The irony of Neil’s arrival on their doorstep was not lost on Geddy and Alex, given their understanding that he’d travelled half the world looking for just such an opportunity. As Neil realised he had to make a decision that went against his thinking, he was forced to admit that his thinking was flawed. There was no way he was going to spend his life as an amateur of anything – it was out of character for one thing, and would leave him with a yearning that he would not be able to fulfil any other way. Neil joined Rush a week later on Saturday 29 July 1974, which coincidentally was Geddy’s 21st birthday. The next day, the trio laughed, hollered and joked their way into Toronto to spend some of the record company advance on new equipment. Recalled Alex, “We went crazy, saying, “I’ll take that guitar and those amps. He’ll take those drums.” It’s something you dream about for years and years, and we actually got to do it.“
Two weeks later, after an intensive rehearsal period, the band went back on tour. They kicked off in front of eleven thousand people at the Pittsburgh Civic Arena, as support for Uriah Heep and Manfred Mann’s Earth Band. Joining them on tour were Ian, Liam, Howard and new boy Jimmy “J-J” Johnson, who arrived following a brief period with David Scace as guitar tech.

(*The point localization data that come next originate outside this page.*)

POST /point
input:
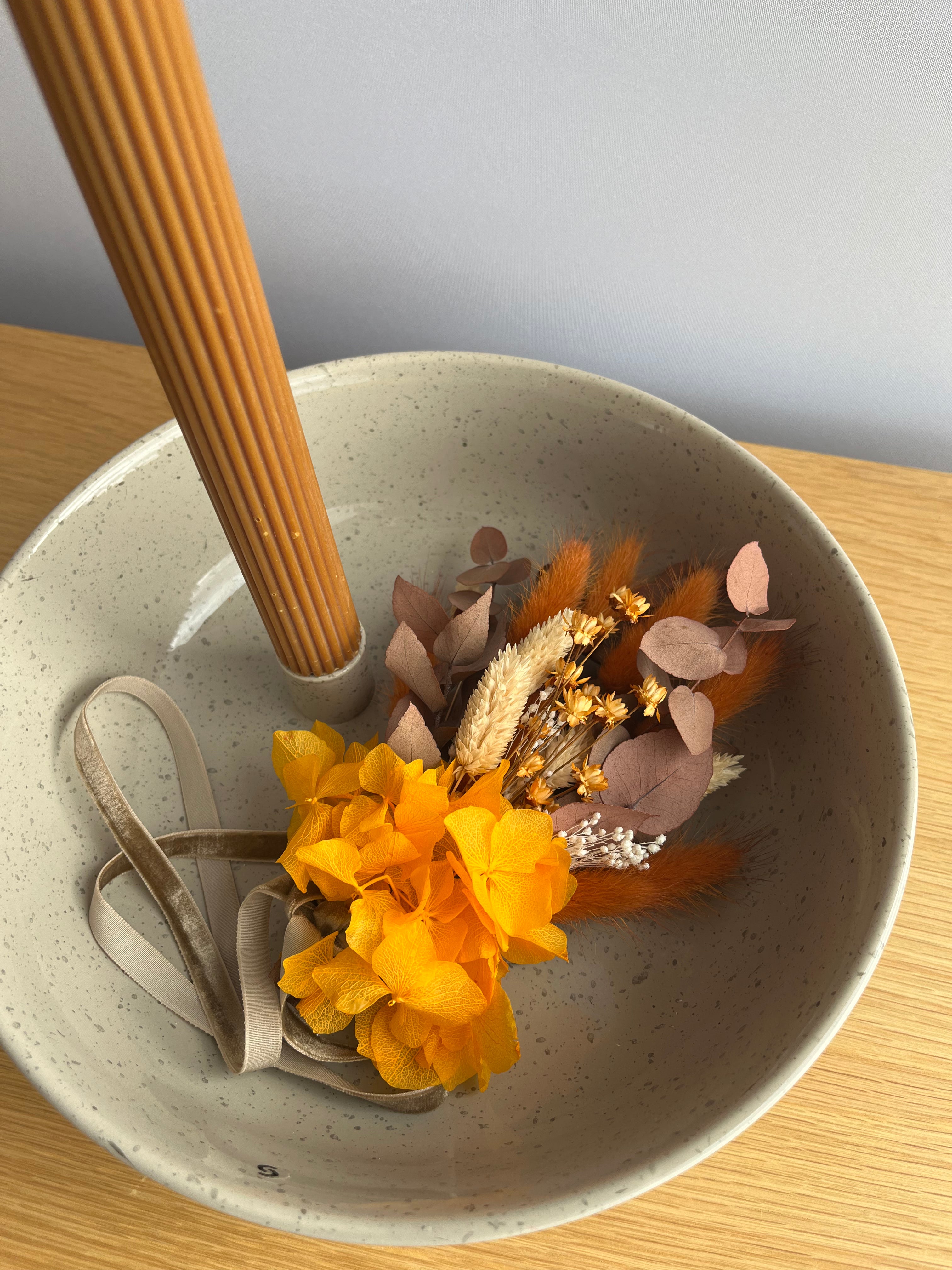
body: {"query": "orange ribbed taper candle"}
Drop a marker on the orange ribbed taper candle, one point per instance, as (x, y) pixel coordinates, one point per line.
(126, 92)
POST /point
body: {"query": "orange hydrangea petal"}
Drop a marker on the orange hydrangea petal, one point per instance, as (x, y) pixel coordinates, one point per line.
(419, 815)
(494, 1038)
(449, 994)
(517, 902)
(289, 746)
(333, 864)
(487, 792)
(482, 973)
(366, 930)
(397, 1063)
(455, 1066)
(362, 817)
(405, 954)
(320, 1015)
(409, 1027)
(341, 780)
(382, 773)
(315, 825)
(540, 945)
(298, 980)
(364, 1024)
(331, 738)
(301, 776)
(349, 982)
(449, 938)
(520, 841)
(385, 851)
(471, 828)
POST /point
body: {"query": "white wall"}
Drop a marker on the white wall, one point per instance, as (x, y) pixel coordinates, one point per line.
(743, 208)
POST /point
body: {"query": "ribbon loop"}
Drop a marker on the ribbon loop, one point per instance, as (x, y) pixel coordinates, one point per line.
(258, 1029)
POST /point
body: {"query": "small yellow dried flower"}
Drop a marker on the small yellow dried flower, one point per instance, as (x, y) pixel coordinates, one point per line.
(575, 708)
(540, 792)
(650, 695)
(589, 780)
(631, 604)
(569, 673)
(583, 629)
(532, 765)
(611, 709)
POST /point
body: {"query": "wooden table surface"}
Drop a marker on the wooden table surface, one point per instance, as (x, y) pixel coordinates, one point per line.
(851, 1169)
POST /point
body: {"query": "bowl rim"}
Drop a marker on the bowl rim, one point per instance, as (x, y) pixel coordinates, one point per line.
(620, 1185)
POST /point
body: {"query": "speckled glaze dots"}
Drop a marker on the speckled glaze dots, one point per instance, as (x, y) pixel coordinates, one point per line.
(643, 1055)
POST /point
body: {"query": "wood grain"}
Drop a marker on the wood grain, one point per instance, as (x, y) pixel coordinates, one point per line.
(853, 1166)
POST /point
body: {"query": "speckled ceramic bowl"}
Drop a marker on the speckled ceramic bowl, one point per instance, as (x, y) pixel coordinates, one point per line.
(640, 1057)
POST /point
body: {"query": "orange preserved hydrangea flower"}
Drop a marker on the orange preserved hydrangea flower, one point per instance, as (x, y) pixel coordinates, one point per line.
(445, 891)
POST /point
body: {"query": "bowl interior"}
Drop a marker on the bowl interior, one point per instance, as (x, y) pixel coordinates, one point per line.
(644, 1053)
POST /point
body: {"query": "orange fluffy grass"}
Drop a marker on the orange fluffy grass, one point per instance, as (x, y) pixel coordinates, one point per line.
(682, 877)
(560, 586)
(617, 568)
(730, 694)
(695, 595)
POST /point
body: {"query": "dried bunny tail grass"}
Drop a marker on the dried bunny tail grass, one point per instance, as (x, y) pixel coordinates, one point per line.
(767, 665)
(695, 595)
(559, 586)
(682, 877)
(617, 568)
(725, 769)
(545, 646)
(499, 699)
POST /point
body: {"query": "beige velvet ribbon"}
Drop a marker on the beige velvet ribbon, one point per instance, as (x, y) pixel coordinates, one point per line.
(229, 991)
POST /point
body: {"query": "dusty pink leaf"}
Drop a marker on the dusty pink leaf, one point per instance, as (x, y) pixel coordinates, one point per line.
(606, 743)
(400, 709)
(747, 581)
(767, 624)
(517, 571)
(567, 818)
(488, 545)
(692, 714)
(647, 667)
(496, 643)
(398, 714)
(413, 740)
(462, 600)
(658, 776)
(685, 648)
(407, 658)
(424, 615)
(734, 647)
(482, 573)
(464, 638)
(619, 818)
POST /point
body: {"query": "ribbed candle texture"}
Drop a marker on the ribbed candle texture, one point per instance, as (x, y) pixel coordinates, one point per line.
(126, 92)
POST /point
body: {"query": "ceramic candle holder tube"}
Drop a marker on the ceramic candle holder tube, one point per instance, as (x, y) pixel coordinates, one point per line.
(126, 92)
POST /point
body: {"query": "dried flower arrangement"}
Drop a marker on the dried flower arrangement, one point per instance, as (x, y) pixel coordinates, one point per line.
(539, 756)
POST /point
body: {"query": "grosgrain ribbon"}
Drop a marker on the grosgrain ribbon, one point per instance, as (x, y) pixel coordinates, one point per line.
(229, 991)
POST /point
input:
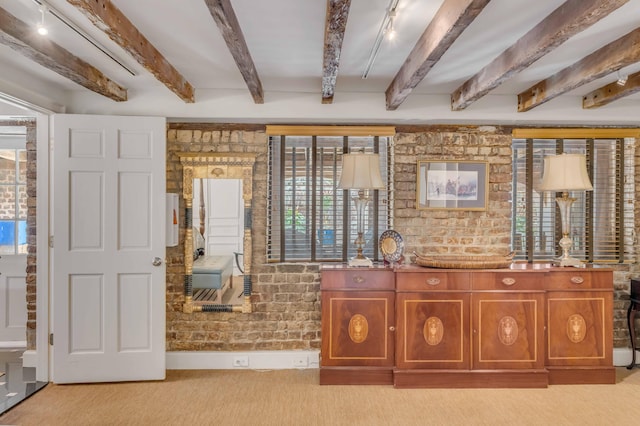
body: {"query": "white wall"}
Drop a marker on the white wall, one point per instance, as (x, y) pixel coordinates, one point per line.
(235, 106)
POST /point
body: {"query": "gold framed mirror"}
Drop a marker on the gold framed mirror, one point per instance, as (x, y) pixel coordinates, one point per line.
(196, 166)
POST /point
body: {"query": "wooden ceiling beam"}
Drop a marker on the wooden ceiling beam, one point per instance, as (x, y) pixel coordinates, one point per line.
(453, 17)
(224, 16)
(23, 38)
(611, 92)
(610, 58)
(567, 20)
(107, 17)
(334, 28)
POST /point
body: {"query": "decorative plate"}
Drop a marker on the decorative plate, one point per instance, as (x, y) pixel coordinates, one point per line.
(391, 245)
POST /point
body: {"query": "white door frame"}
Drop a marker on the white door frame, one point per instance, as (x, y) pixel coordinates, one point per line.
(39, 357)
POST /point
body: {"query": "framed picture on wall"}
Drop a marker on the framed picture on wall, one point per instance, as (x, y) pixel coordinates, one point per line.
(452, 185)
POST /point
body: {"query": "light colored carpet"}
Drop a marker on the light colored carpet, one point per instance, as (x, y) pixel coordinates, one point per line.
(294, 397)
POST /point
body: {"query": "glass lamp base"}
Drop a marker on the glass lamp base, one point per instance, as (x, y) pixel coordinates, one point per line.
(568, 261)
(360, 261)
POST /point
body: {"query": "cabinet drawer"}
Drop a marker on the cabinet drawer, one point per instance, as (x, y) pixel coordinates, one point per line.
(433, 280)
(357, 279)
(579, 279)
(508, 280)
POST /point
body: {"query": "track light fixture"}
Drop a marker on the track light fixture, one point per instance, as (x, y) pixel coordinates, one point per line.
(622, 79)
(386, 29)
(42, 28)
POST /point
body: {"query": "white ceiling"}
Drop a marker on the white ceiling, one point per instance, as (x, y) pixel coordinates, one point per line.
(285, 38)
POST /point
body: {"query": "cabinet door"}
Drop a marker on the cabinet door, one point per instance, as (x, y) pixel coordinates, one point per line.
(579, 328)
(508, 330)
(357, 328)
(433, 330)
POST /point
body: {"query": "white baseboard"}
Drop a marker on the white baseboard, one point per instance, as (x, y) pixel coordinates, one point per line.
(252, 360)
(18, 344)
(282, 360)
(30, 358)
(622, 357)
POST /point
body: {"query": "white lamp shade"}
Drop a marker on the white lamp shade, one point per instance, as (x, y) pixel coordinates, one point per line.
(360, 171)
(565, 172)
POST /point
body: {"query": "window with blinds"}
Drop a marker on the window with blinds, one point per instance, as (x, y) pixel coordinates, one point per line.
(309, 218)
(601, 220)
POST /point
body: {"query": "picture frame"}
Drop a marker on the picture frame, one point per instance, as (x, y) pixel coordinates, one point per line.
(452, 185)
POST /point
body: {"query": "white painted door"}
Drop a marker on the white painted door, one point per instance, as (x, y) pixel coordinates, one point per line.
(108, 296)
(13, 238)
(225, 217)
(13, 301)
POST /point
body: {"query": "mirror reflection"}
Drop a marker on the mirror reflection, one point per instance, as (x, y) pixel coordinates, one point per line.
(218, 234)
(217, 192)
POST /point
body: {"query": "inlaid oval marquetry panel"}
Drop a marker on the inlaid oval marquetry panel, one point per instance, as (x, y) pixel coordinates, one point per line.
(508, 330)
(433, 331)
(358, 328)
(576, 328)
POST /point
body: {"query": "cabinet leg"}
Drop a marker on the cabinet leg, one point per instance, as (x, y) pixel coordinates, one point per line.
(631, 316)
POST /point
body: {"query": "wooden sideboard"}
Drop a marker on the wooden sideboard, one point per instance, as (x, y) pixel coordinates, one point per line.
(526, 326)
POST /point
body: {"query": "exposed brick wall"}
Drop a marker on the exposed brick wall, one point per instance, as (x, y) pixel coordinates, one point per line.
(286, 296)
(32, 176)
(454, 231)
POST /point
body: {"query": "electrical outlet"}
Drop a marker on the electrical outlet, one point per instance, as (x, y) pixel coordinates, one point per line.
(241, 361)
(300, 361)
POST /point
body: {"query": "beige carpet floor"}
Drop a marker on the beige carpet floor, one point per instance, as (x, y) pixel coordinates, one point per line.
(294, 397)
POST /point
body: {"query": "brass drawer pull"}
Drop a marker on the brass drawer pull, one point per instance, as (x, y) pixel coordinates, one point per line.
(433, 281)
(508, 281)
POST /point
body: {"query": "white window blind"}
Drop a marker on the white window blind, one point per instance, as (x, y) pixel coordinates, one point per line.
(601, 220)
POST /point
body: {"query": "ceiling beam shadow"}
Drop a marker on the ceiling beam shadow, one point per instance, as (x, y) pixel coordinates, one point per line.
(563, 23)
(611, 92)
(334, 28)
(22, 38)
(108, 18)
(610, 58)
(453, 17)
(224, 16)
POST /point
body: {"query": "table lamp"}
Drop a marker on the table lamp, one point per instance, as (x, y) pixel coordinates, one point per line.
(362, 172)
(564, 173)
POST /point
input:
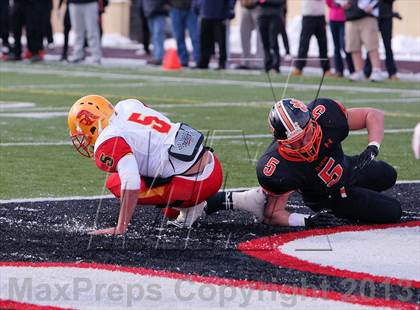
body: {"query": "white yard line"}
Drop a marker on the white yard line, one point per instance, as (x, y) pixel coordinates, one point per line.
(70, 198)
(201, 81)
(211, 138)
(17, 108)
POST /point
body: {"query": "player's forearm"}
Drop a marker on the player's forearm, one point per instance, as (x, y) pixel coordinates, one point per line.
(375, 125)
(128, 205)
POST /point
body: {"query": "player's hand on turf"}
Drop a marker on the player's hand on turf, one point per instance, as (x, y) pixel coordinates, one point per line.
(321, 218)
(107, 231)
(366, 157)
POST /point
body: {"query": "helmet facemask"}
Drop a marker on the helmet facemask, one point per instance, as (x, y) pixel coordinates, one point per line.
(304, 146)
(298, 134)
(87, 118)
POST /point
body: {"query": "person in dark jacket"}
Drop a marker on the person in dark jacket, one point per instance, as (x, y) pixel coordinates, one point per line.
(362, 29)
(313, 23)
(4, 27)
(214, 15)
(84, 20)
(28, 14)
(385, 27)
(145, 31)
(156, 12)
(184, 17)
(269, 18)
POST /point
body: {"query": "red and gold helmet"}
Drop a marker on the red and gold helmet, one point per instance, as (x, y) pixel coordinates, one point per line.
(298, 134)
(87, 118)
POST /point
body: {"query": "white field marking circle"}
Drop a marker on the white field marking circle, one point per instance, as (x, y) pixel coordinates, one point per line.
(202, 81)
(88, 288)
(15, 105)
(211, 138)
(378, 252)
(50, 199)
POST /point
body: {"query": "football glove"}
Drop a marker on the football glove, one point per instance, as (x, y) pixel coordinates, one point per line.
(366, 157)
(319, 219)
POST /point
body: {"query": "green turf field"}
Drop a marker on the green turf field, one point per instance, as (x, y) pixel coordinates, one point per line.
(37, 161)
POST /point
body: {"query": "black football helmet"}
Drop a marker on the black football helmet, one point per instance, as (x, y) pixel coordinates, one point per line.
(298, 134)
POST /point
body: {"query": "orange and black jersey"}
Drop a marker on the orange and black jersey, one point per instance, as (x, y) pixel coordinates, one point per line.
(325, 175)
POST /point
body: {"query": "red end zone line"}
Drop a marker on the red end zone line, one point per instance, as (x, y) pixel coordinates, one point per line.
(257, 285)
(269, 249)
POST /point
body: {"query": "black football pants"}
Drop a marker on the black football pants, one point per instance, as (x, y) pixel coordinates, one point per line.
(364, 202)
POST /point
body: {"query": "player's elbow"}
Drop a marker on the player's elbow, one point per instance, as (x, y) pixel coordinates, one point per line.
(377, 116)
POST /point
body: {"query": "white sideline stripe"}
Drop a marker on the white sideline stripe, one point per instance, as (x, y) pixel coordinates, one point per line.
(203, 81)
(52, 199)
(216, 104)
(211, 138)
(38, 115)
(15, 105)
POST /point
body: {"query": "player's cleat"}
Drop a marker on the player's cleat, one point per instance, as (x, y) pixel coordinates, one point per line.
(357, 76)
(376, 76)
(188, 216)
(253, 201)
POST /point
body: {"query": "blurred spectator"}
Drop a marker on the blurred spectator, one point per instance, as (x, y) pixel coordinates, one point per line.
(102, 5)
(67, 28)
(156, 12)
(18, 11)
(214, 14)
(84, 18)
(248, 25)
(48, 33)
(269, 14)
(145, 32)
(28, 14)
(337, 20)
(283, 32)
(362, 29)
(4, 27)
(184, 17)
(385, 27)
(313, 23)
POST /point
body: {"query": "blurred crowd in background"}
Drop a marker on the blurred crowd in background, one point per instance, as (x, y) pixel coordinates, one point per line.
(354, 24)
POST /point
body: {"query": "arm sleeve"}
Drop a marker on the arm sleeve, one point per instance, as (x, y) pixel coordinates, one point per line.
(129, 172)
(109, 153)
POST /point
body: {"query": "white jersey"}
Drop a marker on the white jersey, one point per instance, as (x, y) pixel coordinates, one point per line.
(148, 134)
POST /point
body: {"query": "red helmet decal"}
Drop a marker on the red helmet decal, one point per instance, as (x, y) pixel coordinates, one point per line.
(86, 118)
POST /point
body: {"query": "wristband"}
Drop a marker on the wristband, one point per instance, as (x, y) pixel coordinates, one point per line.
(374, 143)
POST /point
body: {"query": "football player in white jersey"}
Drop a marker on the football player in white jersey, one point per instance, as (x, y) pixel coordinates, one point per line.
(152, 160)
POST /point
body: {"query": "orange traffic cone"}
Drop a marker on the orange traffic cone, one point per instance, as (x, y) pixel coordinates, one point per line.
(171, 60)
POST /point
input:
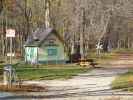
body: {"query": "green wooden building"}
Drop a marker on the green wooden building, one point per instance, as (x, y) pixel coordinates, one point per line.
(45, 46)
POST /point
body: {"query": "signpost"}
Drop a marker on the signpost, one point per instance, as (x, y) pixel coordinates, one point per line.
(11, 34)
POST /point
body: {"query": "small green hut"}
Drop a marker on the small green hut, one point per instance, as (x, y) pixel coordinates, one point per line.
(45, 46)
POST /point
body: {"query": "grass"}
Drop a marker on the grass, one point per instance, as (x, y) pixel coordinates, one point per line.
(28, 72)
(123, 50)
(124, 81)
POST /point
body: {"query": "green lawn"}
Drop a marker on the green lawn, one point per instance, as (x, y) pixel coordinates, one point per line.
(124, 81)
(28, 72)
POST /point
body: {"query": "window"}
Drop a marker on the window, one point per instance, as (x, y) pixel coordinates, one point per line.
(52, 52)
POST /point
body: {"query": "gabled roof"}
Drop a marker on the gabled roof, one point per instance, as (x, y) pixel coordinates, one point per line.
(39, 36)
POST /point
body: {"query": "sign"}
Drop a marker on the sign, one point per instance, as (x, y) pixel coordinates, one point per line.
(10, 33)
(10, 54)
(31, 54)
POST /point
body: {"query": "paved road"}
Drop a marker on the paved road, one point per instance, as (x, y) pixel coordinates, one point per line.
(94, 84)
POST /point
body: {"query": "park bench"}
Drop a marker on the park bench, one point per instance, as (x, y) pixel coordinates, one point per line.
(87, 62)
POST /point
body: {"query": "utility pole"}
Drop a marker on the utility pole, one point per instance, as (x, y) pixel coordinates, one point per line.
(47, 12)
(82, 35)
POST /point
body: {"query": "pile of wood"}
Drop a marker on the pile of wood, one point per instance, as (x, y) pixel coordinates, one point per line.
(22, 88)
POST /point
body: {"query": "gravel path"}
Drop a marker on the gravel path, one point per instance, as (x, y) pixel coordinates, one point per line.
(84, 86)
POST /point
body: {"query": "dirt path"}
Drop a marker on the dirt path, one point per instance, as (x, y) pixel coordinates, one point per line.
(94, 83)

Having put off the decision, it was with trepidation that Vic Wilson called up Cliff Burnstein to break the news about the new drummer. “He says, I have to tell you something and I don’t want you to take this the wrong way, well, John Rutsey is no longer in the band,” recalls Cliff. “I said, well, when did this happen. He said, well, two weeks ago… I have got a new drummer… I said why didn’t you tell me. He said, well, I was afraid you guys would not want to do the deal.” Vic needn’t have worried: Cliff’s first meeting with Neil came a few days later, before a gig in St Louis, and he was immediately taken with the new drummer. “They would have made great music whoever the drummer was but, because it was Neil, it became more cerebral,” says Cliff. “Neil was the key in many ways to the direction things would take.” Besides, at the time Cliff didn’t feel in much of a position to judge. “I didn’t know shit,” he says. “I was turned 26 and only in the business for a year and didn’t know my ass from my elbow. These guys were 20 years old and had never been on the road before and were so earnest about putting on a good show, and ready to play making no mistakes, that kind of thing. It was all very sweet.”
Neil’s arrival was like a key turning in a lock. Within a very short period of time, Alex, Neil and Geddy realised exactly how deep their shared aspirations went. At least, of all the problems that would beset Rush in the future, the band’s line up was one thing that would not trouble anyone again.